/
Metadata Early Warning System

The Shibboleth IdP V3 software has reached its End of Life and is no longer supported. This documentation is available for historical purposes only. See the IDP4 wiki space for current documentation on the supported version.

Metadata Early Warning System

This article describes a proof-of-concept implementation of a metadata early warning system designed to work in conjunction with a Shibboleth FileBackedHTTPMetadataProvider.

Contents


The main component of the implementation is a specific metadata filter (md_require_timestamps.bash) written in bash. The filter ensures that all of the following conditions are true:

  1. The top-level element of the metadata file is decorated with a @validUntil attribute

  2. The top-level element of the metadata file has an md:Extensions/mdrpi:PublicationInfo child element (which necessarily has a @creationInstant attribute)

  3. The actual length of the validity interval (in metadata) does not exceed a given maximum length

In other words, the filter is a superset of the Shibboleth RequiredValidUntil metadata filter. Like the RequiredValidUntil filter, the bash filter rejects metadata that never expires or for which the validity interval is too long (both of which undermine the usual trust model). In addition, the filter ensures that the metadata is associated with a @creationInstant attribute. This important feature allows the filter to warn if the metadata is stale, long before the metadata expires.
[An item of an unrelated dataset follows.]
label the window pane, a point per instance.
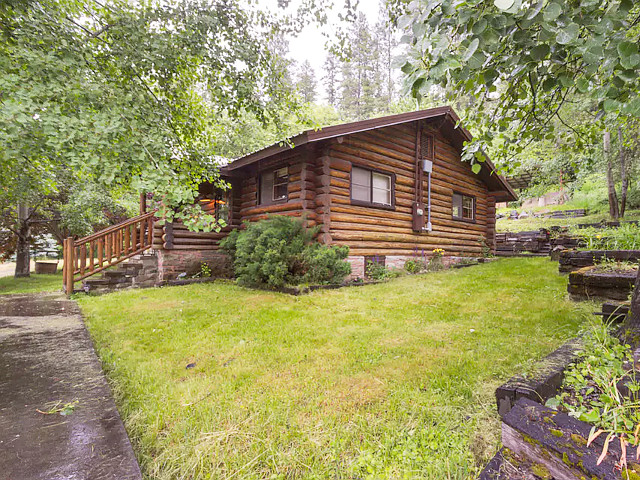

As a side effect, the filter persists the values of the @creationInstant and @validUntil attributes to a log file. It then converts a portion of the log file to JSON. Here is the simplest example of a JSON array with one element:

JSON output of the metadata filter
[
  {
    "currentDateTime": "2018-03-31T22:31:12Z"
    ,
    "friendlyDate": "March 31, 2018"
    ,
    "creationInstant": "2018-03-29T19:02:46Z"
    ,
    "validUntil": "2018-04-12T19:02:46Z"
    ,
    "sinceEpoch": {
      "secs": 1522535472,
      "hours": 422926.52,
      "days": 17621.94
    }
    ,
    "sinceCreation": {
      "secs": 185306,
      "hours": 51.47,
      "days": 2.14
    }
    ,
    "untilExpiration": {
      "secs": 1024294,
      "hours": 284.53,
      "days": 11.86
    }
    ,
    "validityInterval": {
      "secs": 1209600,
      "hours": 336.00,
      "days": 14.00
    }
  }
]

The data in the JSON file are sufficient to construct a time-series plot. For example:

The life cycle depicted above suggests that a fresh metadata file is signed on business days (M–F) only. Over the weekend, the age of the metadata spikes upward as expected.

Getting Started

Download and install the following projects from GitHub:

  1. The bash-library project
  2. The saml-library project

The following subsections outline the installation process.

Download the source code

If you don't have git installed on your client machine, you can download bash-library.zip and saml-library.zip instead.

Installing the Bash Library

First download the bash-library source code. If you have git installed, you can clone the repository as follows:

$ git clone https://github.com/trscavo/bash-library.git

Now install the source into /tmp like this:

$ export BIN_DIR=/tmp/bin
$ export LIB_DIR=/tmp/lib
$ ./bash-library/install.sh $BIN_DIR $LIB_DIR

or install the source into your home directory:

$ export BIN_DIR=$HOME/bin
$ export LIB_DIR=$HOME/lib
$ ./bash-library/install.sh $BIN_DIR $LIB_DIR

Either way, a given target directory (BIN_DIR or LIB_DIR) will be created if one doesn't already exist.

Installing the SAML Library

Next download the saml-library source code by cloning the repository:

$ git clone https://github.com/trscavo/saml-library.git

Install the source on top of the previous installation:

$ ./saml-library/install.sh $BIN_DIR $LIB_DIR

Besides BIN_DIR and LIB_DIR, a few additional environment variables are needed.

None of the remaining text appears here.